Although stainless steel keeps its lustrous finish even under adverse conditions, it still needs regular cleaning. Soap and water is usually all you need but you can use a soft bristle brush if necessary. Make sure you clean in one direction along the original polish lines, not across them. Rinse well with clean water and wipe dry.

Do not use steel wool or metallic scrapers to remove non-washable deposits, do not allow dirt to accumulate or to dry out and harden and do not use cleaners containing harsh abrasives or high bleach contents.


Coated Steel

Coated steels are made up of two main components, the base steel layer and the coating layer. When working with coated steels, the process of welding and grinding can affect the coating layer of the steel. To maintain the coated surface and protect the steel from premature degradation we apply a spot prime coating over the worked areas. This process is optional but recommended as it assists in maintaining the integrity of the coating and the protection of the base steel.


Painting of Steel

The painting of zinc-coated steel sheet for either decoration or added protection may be easily and effectively carried out, providing certain basic requirements are observed. Ordinary techniques combined with readily available appropriate paints should be used, but care must be taken in the choice of paint to ensure its suitability for application in the field.

Painting in the field requires air drying paints.

Selection of paint for field use should take into account severity of the environment in which the paint will be exposed eg, rural, coastal, and industrial or other special conditions.

For satisfactory priming, the surface to be painted must be clean and dry. Dirt should be removed by washing with water, greasy deposits should be wiped with paint thinners and any loose corrosion product removed by wire brushing.

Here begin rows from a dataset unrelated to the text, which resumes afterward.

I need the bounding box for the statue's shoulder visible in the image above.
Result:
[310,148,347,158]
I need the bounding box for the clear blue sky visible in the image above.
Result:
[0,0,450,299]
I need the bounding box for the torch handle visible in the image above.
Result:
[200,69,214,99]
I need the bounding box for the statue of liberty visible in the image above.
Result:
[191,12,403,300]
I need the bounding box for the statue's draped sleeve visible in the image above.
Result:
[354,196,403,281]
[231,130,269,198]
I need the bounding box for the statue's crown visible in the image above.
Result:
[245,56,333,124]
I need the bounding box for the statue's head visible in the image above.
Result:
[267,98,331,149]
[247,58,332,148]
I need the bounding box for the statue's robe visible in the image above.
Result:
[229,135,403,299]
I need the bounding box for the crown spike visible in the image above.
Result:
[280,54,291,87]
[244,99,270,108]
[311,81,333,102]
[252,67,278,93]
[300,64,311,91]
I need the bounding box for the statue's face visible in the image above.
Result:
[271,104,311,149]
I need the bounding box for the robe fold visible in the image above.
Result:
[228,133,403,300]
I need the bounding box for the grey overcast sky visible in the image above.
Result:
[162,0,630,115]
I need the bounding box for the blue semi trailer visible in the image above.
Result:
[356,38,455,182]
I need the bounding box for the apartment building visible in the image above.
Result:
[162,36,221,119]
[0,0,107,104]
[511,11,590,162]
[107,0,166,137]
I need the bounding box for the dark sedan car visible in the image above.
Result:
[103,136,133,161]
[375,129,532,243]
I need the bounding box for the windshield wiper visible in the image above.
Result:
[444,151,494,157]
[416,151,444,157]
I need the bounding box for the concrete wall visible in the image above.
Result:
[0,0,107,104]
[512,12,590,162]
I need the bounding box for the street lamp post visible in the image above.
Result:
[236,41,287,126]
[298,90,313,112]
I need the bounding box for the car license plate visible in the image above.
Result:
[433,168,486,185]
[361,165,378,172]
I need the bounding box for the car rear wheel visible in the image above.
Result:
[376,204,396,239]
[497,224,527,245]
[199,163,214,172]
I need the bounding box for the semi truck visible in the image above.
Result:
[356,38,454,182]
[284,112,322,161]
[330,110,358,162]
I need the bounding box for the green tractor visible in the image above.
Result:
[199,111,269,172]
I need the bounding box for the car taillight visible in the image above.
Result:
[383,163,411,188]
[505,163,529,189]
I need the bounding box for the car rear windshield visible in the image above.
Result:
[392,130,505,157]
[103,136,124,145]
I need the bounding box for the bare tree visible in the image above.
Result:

Weathering, formerly considered to improve long term paint adhesion, has since been found to give inconsistent results and is no longer recommended. One exception to this is for water-based acrylic-type paint where two weeks weathering makes painting easier by improving the wet ability of the surface. The choice of paint depends principally on the environmental conditions to be withstood.

Care should be taken in following the paint manufactures’ mixing and application instructions closely. The mixing of different brands of priming and finishing coats should be avoided.


A minimum of two finishing coats in addition to the priming coat is advised except for zinc-dust/zinc-oxide paints where a total of two is sufficient. Spray painting can be used to cover large areas at lower cost providing the paint is suitable for this method of application.

At all times it is important to avoid excessive paint build.

Pre-treatment of Galvabond with a phosphate coating system is usually employed in factory applications prior to painting.

Pre-treatment is particularly important if the products are to be used outdoors and for many interior applications where the product is exposed to humid conditions or the risk of mechanical damage.

Where pre-treatment facilities are not available, two pack etch primers may be used.

A wide variety of basic paint types is available for factory finishing, but it is important that the most appropriate paint for the particular application is selected. Usually this involves consultation with a reputable supplier in the field and it is advisable that the suppliers’ recommendations and directions for the paint systems be incorporated into an integrated process and paint technique.